Le diable est dans les détails, dit-on. Cette formule peut venir à l’esprit quand on apprend, dans La Croix, sous le titre « Le pape est-il toujours « vicaire de Jésus-Christ ? », que l’édition 2020 de l’Annuaire pontifical, qui rassemble les noms de tous les responsables hiérarchiques de l’Église catholique, a fait bondir certains cardinaux. Dans l’article réservé au pape, apparemment avec son accord, la mention de « vicaire de Jésus-Christ », qui ouvre habituellement la liste des titres pontificaux, a été reléguée dans une note de bas de page regroupant ses autres titres traditionnels.

Certains y voient un geste d’humilité, dont le pape semble friand. Non content de vouloir se faire appeler « François », ses premiers mots, après son élection, marquèrent par leur simplicité : « Bonne nuit et bon repos ! » dit-il à l’assistance, oubliant qu’un excès de simplicité peut devenir affectation. Mais le cardinal Gerhard Ludwig Müller, ancien préfet de la Congrégation pour la doctrine de la foi, a vu rouge comme son habit.
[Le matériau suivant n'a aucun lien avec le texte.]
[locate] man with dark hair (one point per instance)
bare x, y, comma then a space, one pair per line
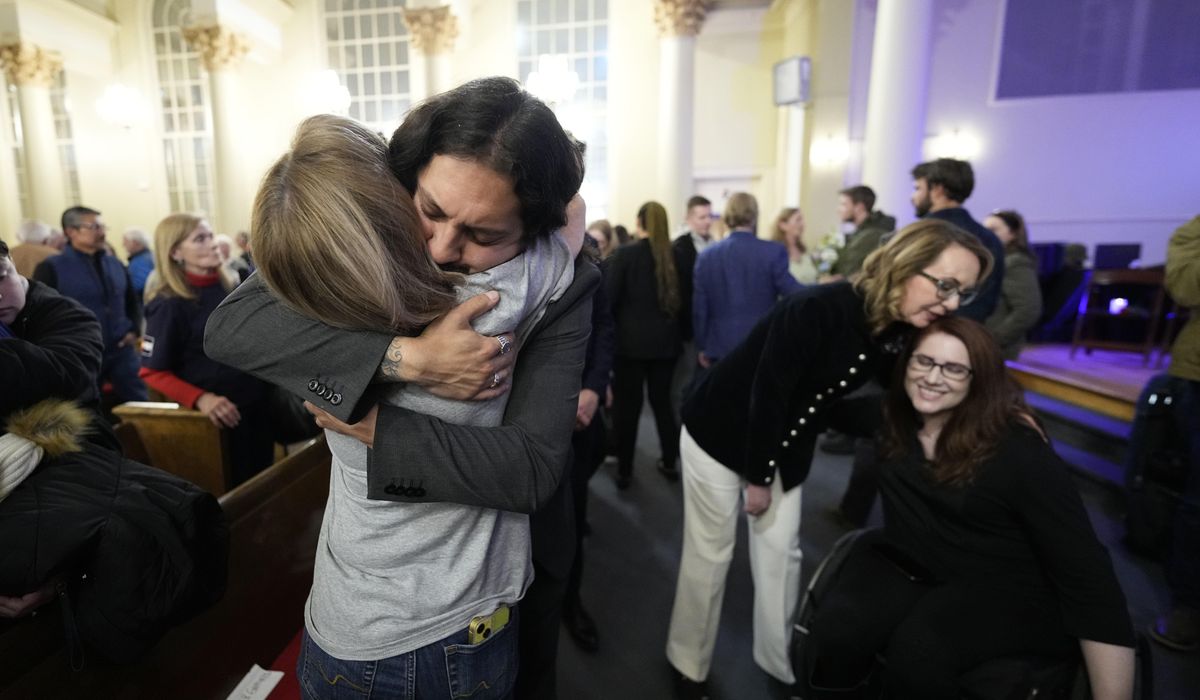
699, 221
857, 205
85, 273
939, 190
525, 169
Il dénonce, dans le journal catholique Die Tagespost, une « barbarie théologique ». Selon lui, le titre de « vicaire de Jésus-Christ » a une signification dogmatique : il découle directement des évangiles, dans lesquels Jésus a donné à Pierre l’autorité dans l’Église.

D’aucuns penseront que c’est une querelle byzantine, digne de quelque « Sorbonicole » de Rabelais : « vicaire de Jésus-Christ » ou non, le pape reste le pape ! Ce n’est pas si simple. Le cardinal allemand relève, en effet, qu’un regard sur les travaux du concile Vatican II, peu suspect de conservatisme, aurait sauvé les rédacteurs de l’Annuaire de cette regrettable erreur. L’un des textes fondamentaux du concile, Lumen gentium, évoque « le successeur de Pierre, vicaire du Christ, et chef visible de toute l’Église ».

« Foin de ces vaines querelles ! » penserez-vous peut-être. Le pape François est un pape comme les autres – l’Histoire en a connu de pires –, avec ses qualités et ses défauts, tantôt progressiste, tantôt conservateur, coléreux parfois. Mais le cardinal Journet (1891-1975), qui participa activement au concile, dans son ouvrage L’Église du Verbe incarné, va dans le même sens : « Pierre est le vicaire du Christ […] La juridiction ne remonte pas de l’Église jusqu’à lui, elle descend de lui jusqu’à l’Église. Le Christ la lui donne directement et immédiatement, il ne la donne pas d’abord à l’Église avec charge de la lui transmettre. »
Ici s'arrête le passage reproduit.